If you read last week’s blog, you know our family only had a few days to decide whether, and how, to treat Sparky, our 11 year old Norwich Terrier who’d suddenly been diagnosed with advanced lymphoma. After a frenzy of research and deliberation, Henry and I supported our son’s decision to try the less expensive chemo ($6000 single agent treatment instead of $12,000 for multi-agent protocols). Henry and I agreed to pay half, and Max would cover the rest of treatment out of his graduation money.
On Friday, Sparky had his first treatment. He came home with prescriptions for EIGHT AND A HALF pills a day. He was supposed to take two white pills (steroids) in the morning, 2 ½ pink pills to prevent vomiting and diarrhea, and one beige pill for nausea. But Sparky vomited up the pills before they could help him. I tried feeding him the pills, one by one, inside tiny meatballs and individual blobs of peanut butter. About half of them stayed down. The steroids caused him to pee in the house; Sparky had accidents in the hall and the elevator. Even more ominous and worrisome, Dr. Britton, the veterinary oncologist, warned us to be careful not to make contact with our pet’s bodily fluids. Sparky was leaking toxins.
On Monday, Sparky began to shake and tremble violently. He stopped eating and drank only a little. I tried to call Dr. Britton, but she only worked Tuesday to Friday. The on-call doctor told me that Sparky was probably having a reaction to the chemo. (Duh!) Three days later was “prime time” for dogs to have a reaction to the particular medicine administered to our Sparky. Hopefully, the vet said, he would improve the next day.

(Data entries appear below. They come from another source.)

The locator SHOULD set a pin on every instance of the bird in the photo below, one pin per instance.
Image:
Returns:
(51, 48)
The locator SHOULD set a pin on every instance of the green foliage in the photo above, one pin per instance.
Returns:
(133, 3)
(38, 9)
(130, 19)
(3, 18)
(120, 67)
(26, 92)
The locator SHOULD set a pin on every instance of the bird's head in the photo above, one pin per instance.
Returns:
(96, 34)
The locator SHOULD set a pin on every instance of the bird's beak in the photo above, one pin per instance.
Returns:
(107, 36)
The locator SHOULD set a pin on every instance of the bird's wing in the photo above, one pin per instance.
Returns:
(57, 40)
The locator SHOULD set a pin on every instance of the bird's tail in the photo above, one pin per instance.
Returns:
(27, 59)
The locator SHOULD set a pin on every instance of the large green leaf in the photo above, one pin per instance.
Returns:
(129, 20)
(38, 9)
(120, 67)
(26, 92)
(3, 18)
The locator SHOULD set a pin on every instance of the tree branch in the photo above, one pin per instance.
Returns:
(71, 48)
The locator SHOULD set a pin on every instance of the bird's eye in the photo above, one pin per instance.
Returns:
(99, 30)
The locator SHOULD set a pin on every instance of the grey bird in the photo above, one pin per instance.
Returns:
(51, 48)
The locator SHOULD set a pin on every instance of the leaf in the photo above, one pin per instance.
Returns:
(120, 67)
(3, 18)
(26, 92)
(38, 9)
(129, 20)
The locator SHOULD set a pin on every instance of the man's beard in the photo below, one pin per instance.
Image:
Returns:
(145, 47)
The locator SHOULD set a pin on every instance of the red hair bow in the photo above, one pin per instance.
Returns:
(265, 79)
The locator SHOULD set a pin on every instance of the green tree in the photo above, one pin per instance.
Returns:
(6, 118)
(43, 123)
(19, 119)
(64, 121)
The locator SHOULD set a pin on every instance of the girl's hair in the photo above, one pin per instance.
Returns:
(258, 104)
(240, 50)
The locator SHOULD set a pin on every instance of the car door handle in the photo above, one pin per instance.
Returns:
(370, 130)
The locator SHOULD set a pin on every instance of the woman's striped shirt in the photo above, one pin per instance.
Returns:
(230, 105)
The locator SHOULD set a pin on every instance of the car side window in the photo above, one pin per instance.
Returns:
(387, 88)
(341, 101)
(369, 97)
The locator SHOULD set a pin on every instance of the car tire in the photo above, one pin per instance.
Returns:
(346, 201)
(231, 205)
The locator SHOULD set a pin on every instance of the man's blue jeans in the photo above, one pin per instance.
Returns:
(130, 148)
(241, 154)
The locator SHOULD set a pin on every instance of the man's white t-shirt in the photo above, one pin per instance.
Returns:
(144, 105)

Instead Sparky got worse. His breathing grew more labored; he wouldn’t eat, drink or walk. Max carried him to the vet. Although Sparky’s lymph nodes were much less swollen, his lungs had again filled with fluid; he was dehydrated and running a fever. He’d also lost a pound and a half in a week, about 10% of his body weight. I couldn’t believe our beloved dog could deteriorate so quickly— in three short days— after rallying for a week on steroids and an initial shot of chemo.

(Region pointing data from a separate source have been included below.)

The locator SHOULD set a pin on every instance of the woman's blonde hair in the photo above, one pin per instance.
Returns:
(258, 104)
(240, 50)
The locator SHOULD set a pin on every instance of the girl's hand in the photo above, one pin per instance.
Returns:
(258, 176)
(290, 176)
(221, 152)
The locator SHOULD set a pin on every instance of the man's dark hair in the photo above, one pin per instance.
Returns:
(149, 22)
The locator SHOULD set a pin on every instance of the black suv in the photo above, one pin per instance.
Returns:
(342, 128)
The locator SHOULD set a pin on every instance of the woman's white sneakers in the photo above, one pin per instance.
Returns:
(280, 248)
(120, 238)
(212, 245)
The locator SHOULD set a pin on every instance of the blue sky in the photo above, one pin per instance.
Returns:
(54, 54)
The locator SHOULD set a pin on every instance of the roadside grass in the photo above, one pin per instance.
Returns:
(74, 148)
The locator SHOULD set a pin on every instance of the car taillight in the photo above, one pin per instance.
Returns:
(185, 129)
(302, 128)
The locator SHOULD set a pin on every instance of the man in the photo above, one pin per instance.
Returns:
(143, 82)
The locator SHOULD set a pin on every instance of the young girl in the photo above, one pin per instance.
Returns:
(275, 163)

I had tears in my eyes. Was this really it? “What can we do for him?” I asked.
“But the last time you drained his lungs, they filled up again in a just three days. Will that keep on happening? We can’t drain Sparky’s lungs twice a week.” Looking from Sparky to the vet, I couldn’t help wondering who benefited more from these medical procedures. The last vet bill had been over $800.
“Then we need to discuss euthanasia . . . .”

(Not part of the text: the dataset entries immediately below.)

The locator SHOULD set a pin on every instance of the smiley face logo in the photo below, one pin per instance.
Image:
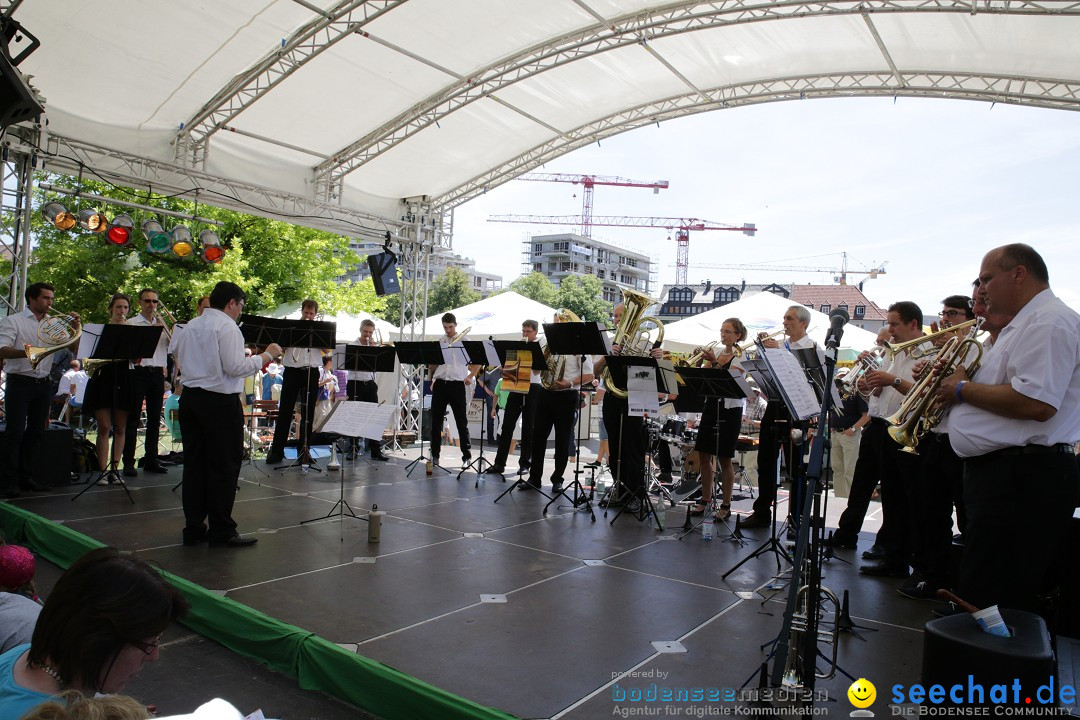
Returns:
(862, 693)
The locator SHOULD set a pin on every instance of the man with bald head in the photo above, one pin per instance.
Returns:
(1015, 425)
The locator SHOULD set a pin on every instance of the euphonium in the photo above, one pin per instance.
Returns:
(913, 345)
(920, 410)
(56, 333)
(631, 337)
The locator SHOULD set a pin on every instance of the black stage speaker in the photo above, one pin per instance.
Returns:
(17, 102)
(383, 269)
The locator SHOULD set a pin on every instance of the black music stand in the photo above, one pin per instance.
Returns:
(368, 358)
(422, 353)
(122, 343)
(625, 366)
(501, 349)
(580, 339)
(770, 383)
(293, 334)
(477, 355)
(709, 385)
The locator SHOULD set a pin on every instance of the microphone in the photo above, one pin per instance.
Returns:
(838, 318)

That e-word hung in the air for a moment before I called Henry to discuss whether we should save Sparky one more time (for another $1000).
“Do I need to come to the vet’s office now to say goodbye?” Henry asked.
We decided to give treatment one last try, to see if Sparky could rally. Max and I went to Starbucks while the vet and technicians worked on Sparky. This time I was crying, and Max looked numb. I knew the dog was suffering, but I saw that my son wasn’t ready to let go. It was important that Max never look back and feel that we didn’t try our best. I found myself on slippery ground, guilty and heartbroken, feeling Sparky’s pain— yet allowing my son and husband to convince me that maybe, just maybe, the vet could work some magic and our tough little terrier could pull through.
When my son and I returned to the office, the vet pinned up the x rays. She showed us where the fluid was building up, and told us she had once again drained close to 8 ounces. Our sweet Sparky had been “rehydrated,” and his paws soaked in alcohol to reduce his fever. He had also been given an appetite stimulant and an antibiotic. I felt encouraged until the technician brought Sparky into the room, and then I burst into tears. Sparky’s breathing sounded like a death rattle. I paid the bill and went home with more pills. It was 7 PM, and Manhattan Vets was closing.
Around 2AM, our son woke us sobbing.
“Sparky’s dead. I can’t believe he’s gone.” Max’s voice was an excruciating mix of sadness and disbelief— despite an eight hour vigil, cradling his ailing dog, stroking his fur, his own tears falling onto Sparky’s limp, furry body as he slipped away.